# Statistics.var wasting time calculating the mean?

I was trying to understand why Statistics.jl has both `var` and `varm` functions (since `var` already accepts a `mean` parameter). Doing `@less var([1,2,3])` I see:

``````var(A::AbstractArray; corrected::Bool=true, mean=nothing, dims=:) = _var(A, corrected, mean, dims)

_var(A::AbstractArray, corrected::Bool, mean, dims) =
varm(A, something(mean, Statistics.mean(A, dims=dims)); corrected=corrected, dims=dims)

_var(A::AbstractArray, corrected::Bool, mean, ::Colon) =
real(varm(A, something(mean, Statistics.mean(A)); corrected=corrected))
``````

Am I missing something here, or is the method recalculating the mean even when it is provided? Isn’t it wasteful?

Bonus question: I’m still not clear why Statistics exposes both `var` and `varm`

It looks like the default value for mean in the first method is nothing. It is eventually passed to

`varm(A, something(mean, Statistics.mean(A, dims=dims)); corrected=corrected, dims=dims)`

If the the first argument in `something` is `nothing`, the result is

``````julia> something(nothing, 2)
2
``````

if the first argument in `something` is not nothing, the result is:

``````julia> something(3, 2)
3
``````

So it appears that the mean is not recalculated if it is provided.

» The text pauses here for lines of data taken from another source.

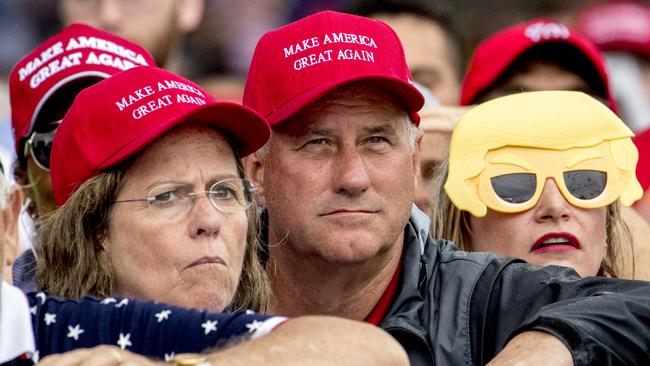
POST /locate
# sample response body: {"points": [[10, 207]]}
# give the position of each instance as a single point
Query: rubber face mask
{"points": [[503, 151]]}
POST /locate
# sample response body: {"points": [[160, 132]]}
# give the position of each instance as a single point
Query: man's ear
{"points": [[10, 216], [190, 14], [254, 168]]}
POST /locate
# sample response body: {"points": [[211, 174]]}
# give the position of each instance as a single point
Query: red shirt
{"points": [[379, 312]]}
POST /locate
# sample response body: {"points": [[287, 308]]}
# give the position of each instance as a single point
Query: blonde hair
{"points": [[73, 262], [451, 223]]}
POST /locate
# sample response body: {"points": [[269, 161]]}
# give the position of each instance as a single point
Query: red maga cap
{"points": [[78, 52], [296, 64], [623, 26], [642, 142], [495, 54], [122, 115]]}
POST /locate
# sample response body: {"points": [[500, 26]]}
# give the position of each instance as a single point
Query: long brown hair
{"points": [[449, 222], [73, 261]]}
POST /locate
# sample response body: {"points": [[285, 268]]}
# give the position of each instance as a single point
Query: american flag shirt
{"points": [[147, 328]]}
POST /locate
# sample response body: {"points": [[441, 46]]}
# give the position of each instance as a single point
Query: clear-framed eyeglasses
{"points": [[170, 201]]}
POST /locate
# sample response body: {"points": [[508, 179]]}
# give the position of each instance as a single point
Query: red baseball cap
{"points": [[120, 116], [496, 54], [642, 142], [68, 61], [296, 64], [623, 26]]}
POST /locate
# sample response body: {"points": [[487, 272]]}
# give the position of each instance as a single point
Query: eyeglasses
{"points": [[228, 196], [40, 145], [520, 188], [514, 178]]}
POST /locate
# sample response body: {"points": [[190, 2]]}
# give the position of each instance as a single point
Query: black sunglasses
{"points": [[521, 187]]}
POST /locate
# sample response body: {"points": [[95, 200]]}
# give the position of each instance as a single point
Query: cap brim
{"points": [[244, 128], [408, 93]]}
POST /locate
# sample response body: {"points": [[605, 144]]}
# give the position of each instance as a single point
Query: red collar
{"points": [[379, 312]]}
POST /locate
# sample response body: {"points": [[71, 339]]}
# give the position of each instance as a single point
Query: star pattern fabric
{"points": [[148, 328]]}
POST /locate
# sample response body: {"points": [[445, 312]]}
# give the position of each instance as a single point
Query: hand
{"points": [[533, 348], [98, 356]]}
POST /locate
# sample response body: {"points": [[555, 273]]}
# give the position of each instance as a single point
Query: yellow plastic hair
{"points": [[556, 120]]}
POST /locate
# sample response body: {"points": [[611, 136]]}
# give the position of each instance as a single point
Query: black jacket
{"points": [[459, 308]]}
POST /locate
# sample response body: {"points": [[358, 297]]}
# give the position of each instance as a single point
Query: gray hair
{"points": [[411, 135]]}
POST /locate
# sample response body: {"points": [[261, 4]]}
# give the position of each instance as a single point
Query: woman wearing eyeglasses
{"points": [[153, 203], [540, 176]]}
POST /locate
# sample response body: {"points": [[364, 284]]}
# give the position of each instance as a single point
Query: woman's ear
{"points": [[10, 215], [190, 14], [254, 168]]}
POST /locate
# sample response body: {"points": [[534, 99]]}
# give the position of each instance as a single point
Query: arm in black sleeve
{"points": [[147, 328], [601, 320]]}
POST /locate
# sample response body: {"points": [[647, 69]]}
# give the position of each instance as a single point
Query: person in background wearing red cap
{"points": [[42, 86], [542, 54], [433, 49], [337, 181], [155, 206], [431, 41], [156, 25]]}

I’m not sure why there are two methods with the same functionality. My guess is that `varm` might be deprecated at some point, or might eventually be for internal use only. Good question.

1 Like

I believe these functions existed before Julia had keyword arguments.

3 Likes

Since `something` is a function and not control flow, I think it must evaluate both arguments, even if it then chooses to return the first. So to me it looks like it still recalculates the mean, which is surprising.

1 Like

This is quite easy to test for yourself:

``````julia> using Statistics, BenchmarkTools

julia> let v = randn(1_000)
@btime var(\$v)
@btime var(\$v, mean=\$(mean(v)))
@btime varm(\$v, \$(mean(v)))
@btime mean(\$v)
end;
197.689 ns (0 allocations: 0 bytes)
195.053 ns (0 allocations: 0 bytes)
117.394 ns (0 allocations: 0 bytes)
79.235 ns (0 allocations: 0 bytes)
``````

Yes, it’s quite clear that `var(v)` and `var(v; mean=meanv)` have essentially identical timings, whereas the difference between their times and the time for `varm(v, meanv)` is essentially exactly the time it takes to calculate `mean(v)`.

I’m sure a PR to Statistics.jl rectifying this would be quite welcome.

7 Likes

I assumed that `something` contained control flow logic to prevent unnecessary evaluations. Good catch!

Edit: Oh man. I just realized that control flow doesn’t even matter because the mean has to be calculated before it’s passed to `something`. Perhaps that’s why it was lurking there for years.

1 Like

I believe this is the result of constant prop of `nothing`, which should statically dispatch to the appropriate `something` method.